Wer die Abzweigung zum Hansaghof (sprich „Hanschaghof“) von der Wallerner Bundesstraße sucht, braucht ortskundige Direktiven und ein gutes Auge. Allzu leicht fährt man an dieser baumbesäumten Kiesstraße vorbei. Am Weg zur Präsentation des Nachhaltigkeitsberichtes 2013–15 der Esterhazy Betriebe GmbH begegnen dem Besucher Tafeln, die mit bunten Darstellungen jeweils einen Aspekt der Vielfalt des Unternehmens thematisieren.
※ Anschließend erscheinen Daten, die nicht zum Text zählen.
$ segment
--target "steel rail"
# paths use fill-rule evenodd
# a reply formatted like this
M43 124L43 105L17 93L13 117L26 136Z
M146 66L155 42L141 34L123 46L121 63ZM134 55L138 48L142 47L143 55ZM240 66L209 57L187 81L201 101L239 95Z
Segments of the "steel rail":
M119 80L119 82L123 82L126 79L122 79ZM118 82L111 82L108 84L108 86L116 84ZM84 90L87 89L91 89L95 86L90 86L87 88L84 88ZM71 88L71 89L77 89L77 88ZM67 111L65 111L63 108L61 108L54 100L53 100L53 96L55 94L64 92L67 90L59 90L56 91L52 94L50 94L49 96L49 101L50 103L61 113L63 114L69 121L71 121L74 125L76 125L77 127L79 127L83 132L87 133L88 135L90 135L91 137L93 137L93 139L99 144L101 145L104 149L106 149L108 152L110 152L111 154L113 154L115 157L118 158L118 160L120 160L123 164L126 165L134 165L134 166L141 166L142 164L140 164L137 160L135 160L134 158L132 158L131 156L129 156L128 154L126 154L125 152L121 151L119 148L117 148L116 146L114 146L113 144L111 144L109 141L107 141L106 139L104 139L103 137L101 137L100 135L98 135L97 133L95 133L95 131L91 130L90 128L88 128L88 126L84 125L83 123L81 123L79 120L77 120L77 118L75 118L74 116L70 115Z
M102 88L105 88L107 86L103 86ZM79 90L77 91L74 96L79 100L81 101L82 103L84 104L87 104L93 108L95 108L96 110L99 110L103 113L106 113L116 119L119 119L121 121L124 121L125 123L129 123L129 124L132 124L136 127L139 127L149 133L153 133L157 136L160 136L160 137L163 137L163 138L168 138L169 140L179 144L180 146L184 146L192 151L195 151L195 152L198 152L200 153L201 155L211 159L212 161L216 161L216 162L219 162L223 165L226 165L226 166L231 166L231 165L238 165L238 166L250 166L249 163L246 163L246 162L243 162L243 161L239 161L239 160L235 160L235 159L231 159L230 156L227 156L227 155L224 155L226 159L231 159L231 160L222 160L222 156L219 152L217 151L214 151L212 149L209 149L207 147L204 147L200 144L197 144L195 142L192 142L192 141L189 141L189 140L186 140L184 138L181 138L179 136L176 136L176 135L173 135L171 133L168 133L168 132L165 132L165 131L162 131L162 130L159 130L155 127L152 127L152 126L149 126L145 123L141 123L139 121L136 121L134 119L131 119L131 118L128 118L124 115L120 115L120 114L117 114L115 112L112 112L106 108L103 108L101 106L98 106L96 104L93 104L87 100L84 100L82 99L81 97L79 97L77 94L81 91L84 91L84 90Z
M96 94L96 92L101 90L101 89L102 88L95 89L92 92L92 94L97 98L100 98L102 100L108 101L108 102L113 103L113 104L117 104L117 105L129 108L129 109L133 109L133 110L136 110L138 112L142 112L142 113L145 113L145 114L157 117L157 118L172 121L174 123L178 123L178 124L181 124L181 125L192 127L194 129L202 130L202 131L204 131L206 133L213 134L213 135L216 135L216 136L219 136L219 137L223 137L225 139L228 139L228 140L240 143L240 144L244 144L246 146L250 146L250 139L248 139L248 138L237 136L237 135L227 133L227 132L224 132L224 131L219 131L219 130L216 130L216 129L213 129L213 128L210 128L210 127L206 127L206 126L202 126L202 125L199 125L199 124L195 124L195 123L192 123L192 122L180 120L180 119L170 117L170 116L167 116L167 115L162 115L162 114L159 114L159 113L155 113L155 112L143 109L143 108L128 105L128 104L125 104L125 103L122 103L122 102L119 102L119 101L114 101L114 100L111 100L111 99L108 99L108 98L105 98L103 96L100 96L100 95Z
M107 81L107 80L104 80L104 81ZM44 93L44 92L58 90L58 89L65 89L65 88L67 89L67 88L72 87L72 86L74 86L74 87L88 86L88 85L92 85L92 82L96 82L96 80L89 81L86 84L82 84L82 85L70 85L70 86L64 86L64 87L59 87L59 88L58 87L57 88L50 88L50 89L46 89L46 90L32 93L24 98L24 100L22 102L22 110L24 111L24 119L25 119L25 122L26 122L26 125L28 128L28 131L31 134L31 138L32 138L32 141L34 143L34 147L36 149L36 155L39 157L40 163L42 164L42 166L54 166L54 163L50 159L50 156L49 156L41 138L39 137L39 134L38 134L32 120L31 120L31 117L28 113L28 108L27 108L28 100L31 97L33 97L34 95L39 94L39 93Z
Esterhazy hat seinen Weg der Nachhaltigkeit gefunden. Darauf deuten die behutsame Entwicklung des Biolandbaus und sozial verträgliche Tourismusprojekte hin, die seit 15 Jahren vorangetrieben werden. Ein paar Stunden später wird Michael Haas als Vertreter der Landesregierung Burgenland im festlich drapierten und in blaues Scheinwerferlicht getauchten Getreidespeicher des Hansaghofes von Esterhazy als „Vorreiter mit Strahlkraft“ sprechen. Klar, denke ich mir, das bedeutet angewandtes forstliches Denken in den vielfältigen Bereichen Esterhazy‘schen Wirtschaftens. Immerhin ist die Forstwirtschaft eine der tragenden Säulen des im Burgenland ansässigen Unternehmens.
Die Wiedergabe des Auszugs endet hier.